Disputing Supervised Contact
Oct 13, 2017
The welfare of children is paramount before, during, and after their parents’ separation or divorce.
The law is clear about this, and it’s why there are rules and processes around where the child will live, and when and how they may spend time safely with their other parent or with another family member. This can be extremely challenging for parents to accept. Perhaps one does not want their child to be in the other’s company. From the opposite perspective, perhaps there are feelings of injustice as their child is seen to have been taken away from them.
Contact supervised by a responsible person such as a grandparent, is one option where there is a need to protect the child in some way. While it is generally considered to be a safe way of maintaining a connection between a child and their father, mother, or other relative that will not necessarily remove doubts and concerns from a parent’s mind. It may follow a particularly acrimonious separation. Or perhaps the contact is between the child and a family member who has been absent from their life for some time. There may be concerns about what might be said to the child, or how they might be treated.

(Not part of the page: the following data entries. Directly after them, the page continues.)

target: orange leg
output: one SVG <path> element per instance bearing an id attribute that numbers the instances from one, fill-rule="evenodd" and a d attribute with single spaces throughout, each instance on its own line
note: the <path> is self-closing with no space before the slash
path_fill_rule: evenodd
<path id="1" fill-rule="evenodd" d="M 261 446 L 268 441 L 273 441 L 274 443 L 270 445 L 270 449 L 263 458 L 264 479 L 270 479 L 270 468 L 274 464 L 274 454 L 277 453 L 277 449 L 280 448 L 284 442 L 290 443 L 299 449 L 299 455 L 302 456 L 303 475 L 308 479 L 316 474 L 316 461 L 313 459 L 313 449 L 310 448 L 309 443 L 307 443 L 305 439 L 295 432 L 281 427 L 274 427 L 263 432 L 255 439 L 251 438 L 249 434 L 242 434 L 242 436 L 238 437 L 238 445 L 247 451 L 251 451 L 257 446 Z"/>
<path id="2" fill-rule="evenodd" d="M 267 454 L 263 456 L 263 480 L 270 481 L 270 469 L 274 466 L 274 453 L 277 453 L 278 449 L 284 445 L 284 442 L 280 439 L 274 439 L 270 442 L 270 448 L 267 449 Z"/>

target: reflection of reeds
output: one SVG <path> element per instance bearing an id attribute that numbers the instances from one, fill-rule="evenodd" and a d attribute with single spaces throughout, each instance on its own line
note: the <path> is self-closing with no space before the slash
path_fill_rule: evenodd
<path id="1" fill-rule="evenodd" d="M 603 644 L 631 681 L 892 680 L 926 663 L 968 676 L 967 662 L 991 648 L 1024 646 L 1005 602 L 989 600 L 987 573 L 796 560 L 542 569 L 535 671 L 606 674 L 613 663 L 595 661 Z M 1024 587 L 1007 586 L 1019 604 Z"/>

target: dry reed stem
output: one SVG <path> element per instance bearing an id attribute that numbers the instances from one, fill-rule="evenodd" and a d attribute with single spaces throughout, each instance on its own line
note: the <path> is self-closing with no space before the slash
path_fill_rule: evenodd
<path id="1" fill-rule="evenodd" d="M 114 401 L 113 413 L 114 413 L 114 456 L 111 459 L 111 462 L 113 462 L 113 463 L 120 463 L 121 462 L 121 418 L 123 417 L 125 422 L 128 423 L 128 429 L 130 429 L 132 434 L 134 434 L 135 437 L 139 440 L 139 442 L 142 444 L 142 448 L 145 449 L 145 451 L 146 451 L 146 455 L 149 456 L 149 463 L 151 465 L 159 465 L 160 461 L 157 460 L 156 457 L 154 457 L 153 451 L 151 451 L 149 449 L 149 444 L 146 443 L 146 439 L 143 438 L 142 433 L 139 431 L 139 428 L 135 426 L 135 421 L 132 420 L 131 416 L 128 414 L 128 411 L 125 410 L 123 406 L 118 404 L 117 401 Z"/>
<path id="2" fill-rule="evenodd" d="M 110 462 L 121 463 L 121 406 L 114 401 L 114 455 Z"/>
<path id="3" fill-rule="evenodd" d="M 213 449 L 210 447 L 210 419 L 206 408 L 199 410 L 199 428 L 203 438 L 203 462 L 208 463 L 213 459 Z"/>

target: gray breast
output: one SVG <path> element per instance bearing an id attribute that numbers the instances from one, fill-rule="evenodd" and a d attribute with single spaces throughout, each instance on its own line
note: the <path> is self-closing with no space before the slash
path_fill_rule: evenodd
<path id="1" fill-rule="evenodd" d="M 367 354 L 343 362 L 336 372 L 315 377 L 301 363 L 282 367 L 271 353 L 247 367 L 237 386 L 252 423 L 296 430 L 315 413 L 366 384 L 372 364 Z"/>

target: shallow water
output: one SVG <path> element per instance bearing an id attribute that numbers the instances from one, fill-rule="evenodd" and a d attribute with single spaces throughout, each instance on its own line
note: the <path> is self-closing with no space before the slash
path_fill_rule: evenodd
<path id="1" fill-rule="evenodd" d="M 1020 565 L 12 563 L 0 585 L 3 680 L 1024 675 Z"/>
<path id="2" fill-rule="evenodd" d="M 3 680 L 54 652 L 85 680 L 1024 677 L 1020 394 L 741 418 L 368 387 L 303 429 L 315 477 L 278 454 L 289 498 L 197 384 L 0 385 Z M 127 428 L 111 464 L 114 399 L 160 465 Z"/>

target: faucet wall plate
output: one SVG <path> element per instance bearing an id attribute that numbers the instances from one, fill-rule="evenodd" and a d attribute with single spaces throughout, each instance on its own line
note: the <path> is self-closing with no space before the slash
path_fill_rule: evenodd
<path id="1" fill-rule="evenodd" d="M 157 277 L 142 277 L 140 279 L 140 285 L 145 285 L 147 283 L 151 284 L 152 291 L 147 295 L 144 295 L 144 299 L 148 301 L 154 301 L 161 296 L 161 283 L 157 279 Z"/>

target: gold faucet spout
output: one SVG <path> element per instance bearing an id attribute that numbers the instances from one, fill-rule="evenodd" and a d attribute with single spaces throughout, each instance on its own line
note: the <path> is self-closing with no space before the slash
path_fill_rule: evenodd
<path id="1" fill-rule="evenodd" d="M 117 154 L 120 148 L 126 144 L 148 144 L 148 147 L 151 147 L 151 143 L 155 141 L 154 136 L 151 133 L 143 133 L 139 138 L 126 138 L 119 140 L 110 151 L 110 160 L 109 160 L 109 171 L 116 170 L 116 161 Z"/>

If you are worried that the contact that is in place for your child is not appropriate, talk to your solicitor straight away. They will listen to your concerns and advise you on any steps that could be taken - whether through correspondence, mediation, or (if it were to come to it) an application to the family court, to change the arrangement.
We regularly deal with these types of situations. And we know that feelings around family break-up and children’s welfare are usually intense and can be difficult to manage. That is why we work hard to help clients take a step back; to drill down into their worries and concerns and to assess the risks. In some situations, there is a definite need to take action. In others, it is a case of monitoring the situation to ensure that the child’s interests are being best served.
But the first step is to get advice. If you are worried in any way about a contact order that a court has put in place, talk to your solicitor. Early intervention by experienced professionals can be essential.